Tragedy, on the other hand, is somehow present in Beginners only through its absence. It’s best epitomised by the character of Georgia. We don’t see much of her, we only see her in fragments taken from Oliver’s childhood memories. We don’t see Georgia’s later life with her husband or her death. But from what we glimpse, Oliver’s mother appear to have never been truly happy and we can only assume that she lived an embittered life throughout her whole marriage with her gay husband. Her perseverance in trying to fix her husband’s illness and Hal’s perhaps lack of courage in taking control of his own life sooner cost both of them almost 40 years of their lives. Those wasted years are the real tragedy. The absence of the scenes from Georgia’s life and death is a wise move by Mills, if he had shown us more it would have changed radically the otherwise optimistic mood of the movie. Such absence is perhaps the reason why the overall lasting impression Beginners left me with is that of a feel-good movie, one were the likes of Frank Capra and Jimmy Stewart would have felt much welcome if not at home.
The acting never looks adrift. The overall atmosphere is light and melancholic; the mood in the scenes about Oliver and Anna reminded me of the best bits in Lost in Translation. McGregor and Laurent are well cast and show good chemistry. Mary Page Keller as Georgia is excellent. Christopher Plummer is at his best, not far from the heights of Ian McKellan’s Jimmy Whale in Gods and Monster and Peter O’Toole’s Maurice in Venus.

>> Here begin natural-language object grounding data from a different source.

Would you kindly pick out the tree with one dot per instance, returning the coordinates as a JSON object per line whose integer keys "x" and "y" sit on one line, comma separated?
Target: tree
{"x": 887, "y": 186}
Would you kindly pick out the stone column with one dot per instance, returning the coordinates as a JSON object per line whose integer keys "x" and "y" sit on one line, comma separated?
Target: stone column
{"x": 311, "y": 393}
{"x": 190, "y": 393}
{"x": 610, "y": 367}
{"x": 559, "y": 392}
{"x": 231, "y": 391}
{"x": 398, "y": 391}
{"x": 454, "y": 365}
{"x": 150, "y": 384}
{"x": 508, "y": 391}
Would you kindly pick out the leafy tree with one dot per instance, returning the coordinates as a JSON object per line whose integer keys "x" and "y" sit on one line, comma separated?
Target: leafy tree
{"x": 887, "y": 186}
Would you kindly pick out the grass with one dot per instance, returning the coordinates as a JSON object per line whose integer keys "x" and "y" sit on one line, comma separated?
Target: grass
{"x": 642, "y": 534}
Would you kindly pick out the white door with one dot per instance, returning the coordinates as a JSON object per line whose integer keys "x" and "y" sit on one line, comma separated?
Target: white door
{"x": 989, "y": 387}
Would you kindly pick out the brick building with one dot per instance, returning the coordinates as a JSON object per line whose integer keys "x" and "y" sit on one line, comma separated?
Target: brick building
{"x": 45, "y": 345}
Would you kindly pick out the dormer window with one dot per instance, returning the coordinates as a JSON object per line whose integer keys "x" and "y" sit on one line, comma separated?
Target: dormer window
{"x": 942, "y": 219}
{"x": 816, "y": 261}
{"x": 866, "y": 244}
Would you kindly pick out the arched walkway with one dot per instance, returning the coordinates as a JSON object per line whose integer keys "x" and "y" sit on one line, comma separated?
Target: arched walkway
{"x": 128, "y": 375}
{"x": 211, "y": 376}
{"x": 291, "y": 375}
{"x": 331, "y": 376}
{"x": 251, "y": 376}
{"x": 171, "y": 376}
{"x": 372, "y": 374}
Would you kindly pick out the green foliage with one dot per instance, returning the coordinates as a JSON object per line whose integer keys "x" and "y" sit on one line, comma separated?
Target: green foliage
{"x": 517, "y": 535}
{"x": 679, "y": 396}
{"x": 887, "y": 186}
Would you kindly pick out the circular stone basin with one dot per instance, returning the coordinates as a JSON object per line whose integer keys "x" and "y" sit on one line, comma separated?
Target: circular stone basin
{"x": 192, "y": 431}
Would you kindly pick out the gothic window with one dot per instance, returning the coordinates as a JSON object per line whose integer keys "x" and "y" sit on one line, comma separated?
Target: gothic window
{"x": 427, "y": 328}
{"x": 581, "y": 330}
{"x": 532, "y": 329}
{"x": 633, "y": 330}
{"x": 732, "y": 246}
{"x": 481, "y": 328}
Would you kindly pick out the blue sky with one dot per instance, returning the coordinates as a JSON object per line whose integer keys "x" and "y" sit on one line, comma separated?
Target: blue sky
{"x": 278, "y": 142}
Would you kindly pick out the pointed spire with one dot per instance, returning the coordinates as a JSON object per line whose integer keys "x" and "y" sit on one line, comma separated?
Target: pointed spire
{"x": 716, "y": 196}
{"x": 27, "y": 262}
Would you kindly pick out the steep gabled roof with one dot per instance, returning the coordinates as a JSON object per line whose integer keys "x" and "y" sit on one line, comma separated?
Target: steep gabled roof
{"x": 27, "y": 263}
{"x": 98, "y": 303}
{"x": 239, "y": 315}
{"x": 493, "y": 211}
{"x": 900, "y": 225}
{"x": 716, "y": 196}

We all live in some sort of closet. Some of us never get out of it and, like in that famous video by The Cure, end up down a cliff. Others, like Hal, Oliver and Anna are brave enough to break its doors and set themselves free. It is never too late to try.
Beginners is perhaps far from being an instant classic, nonetheless, in this Summer full of brainless blockbusters, this is definitely a movie worth watching.